I know SL(Sn) is the set of all limits of all convergent subsequences of Sn.

Also, lim n to infinity sup Sn can be defined as sup SL(Sn)

So it may be easier to show that Sup SL(Sn) is an element of SL(Sn)

2. Sorry, not a specialist in this area, but what is Sn? Is it just a sequence of real numbers S1, S2, ...? If so, then what is sup Sn?

3. Can only help you if I can understand your question. Explain or state the definition of what Sn and SL(Sn) are.

4. Sn is sequence of real numbers

SL(Sn) is the set of all limits of all convergent subsequences of the sequence Sn

5. Yes, but what is sup Sn? Is it a constant sequence where each element is equal to the supremum of the sequence $\{S_n\}_{n=0}^\infty$? Or is it a supremum of an individual number $S_n$? Or maybe, what I think is likely, it is $\sup_{m\ge n}S_m$, as in here, so the whole expression is $\displaystyle\limsup_{n\to\infty}S_n := \lim_{n\to\infty}(\sup_{m\geq n}S_m)$?

6. Originally Posted by emakarov
Yes, but what is sup Sn? Is it a constant sequence where each element is equal to the supremum of the sequence $\{S_n\}_{n=0}^\infty$? Or is it a supremum of an individual number $S_n$? Or maybe, what I think is likely, it is $\sup_{m\ge n}S_m$, as in here, so the whole expression is $\displaystyle\limsup_{n\to\infty}S_n := \lim_{n\to\infty}(\sup_{m\geq n}S_m)$?

It is the last definition that you gave with the link

7. Let's prove that there exists a subsequence $S_{n_1}, S_{n_2},\dots$ whose limit is $\lim_{n\to\infty}(\sup_{m\geq n}S_m)$. Let $T_n=\sup_{m\geq n}S_m$ and let $a=\lim_{n\to\infty}T_n$. We can ensure that for every $i$ and every $j>i$, $|S_{n_j}-a|<1/i$, i.e., the entire tail of the subsequence starting from $S_{n_i}$ lies in the $1/i$-neighborhood of $a$.

Indeed, suppose $i$ is given and $S_{n_1}, \dots, S_{n_{i-1}}$ have already been chosen.

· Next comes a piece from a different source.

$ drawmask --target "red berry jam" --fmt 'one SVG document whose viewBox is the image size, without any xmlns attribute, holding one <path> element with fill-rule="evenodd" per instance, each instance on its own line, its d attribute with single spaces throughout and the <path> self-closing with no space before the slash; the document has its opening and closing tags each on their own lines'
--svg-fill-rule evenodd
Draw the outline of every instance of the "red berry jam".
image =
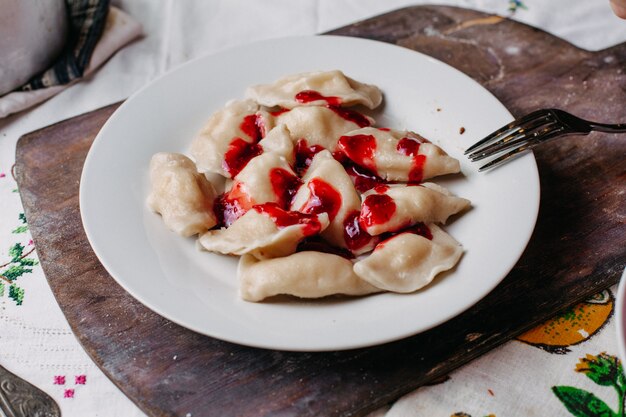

From the definition of $a$, there is a point $m$ such that

for all $n\ge m$, $|T_n-a|<1/(2i)$ (*)

Without loss of generality, we can assume that $m>n_{i-1}$; otherwise, choose a new $m$ as $n_{i-1}+1$; then (*) still holds. In particular, $|T_{m}-a|<\1/(2i)$, i.e., $|(\sup_{m\ge m}S_m)-a|<1/(2i)$. From the definition of sup, there exists an index, which we'll call $n_i$, such that $n_i\ge m>n_{i-1}$ and $|S_{n_i}-\sup_{m\ge m}S_m|<1/(2i)$. Thus, $|S_{n_i}-a|<1/i$.

TL;DR: We choose a subsequence whose limit is the limit superior of $\{S_n\}$ (call it $a$). Since $a$ is a limit, sups of tails of $\{S_n\}$ come close to $a$. Since those are sups, there are individual elements $S_n$ that come close to $a$.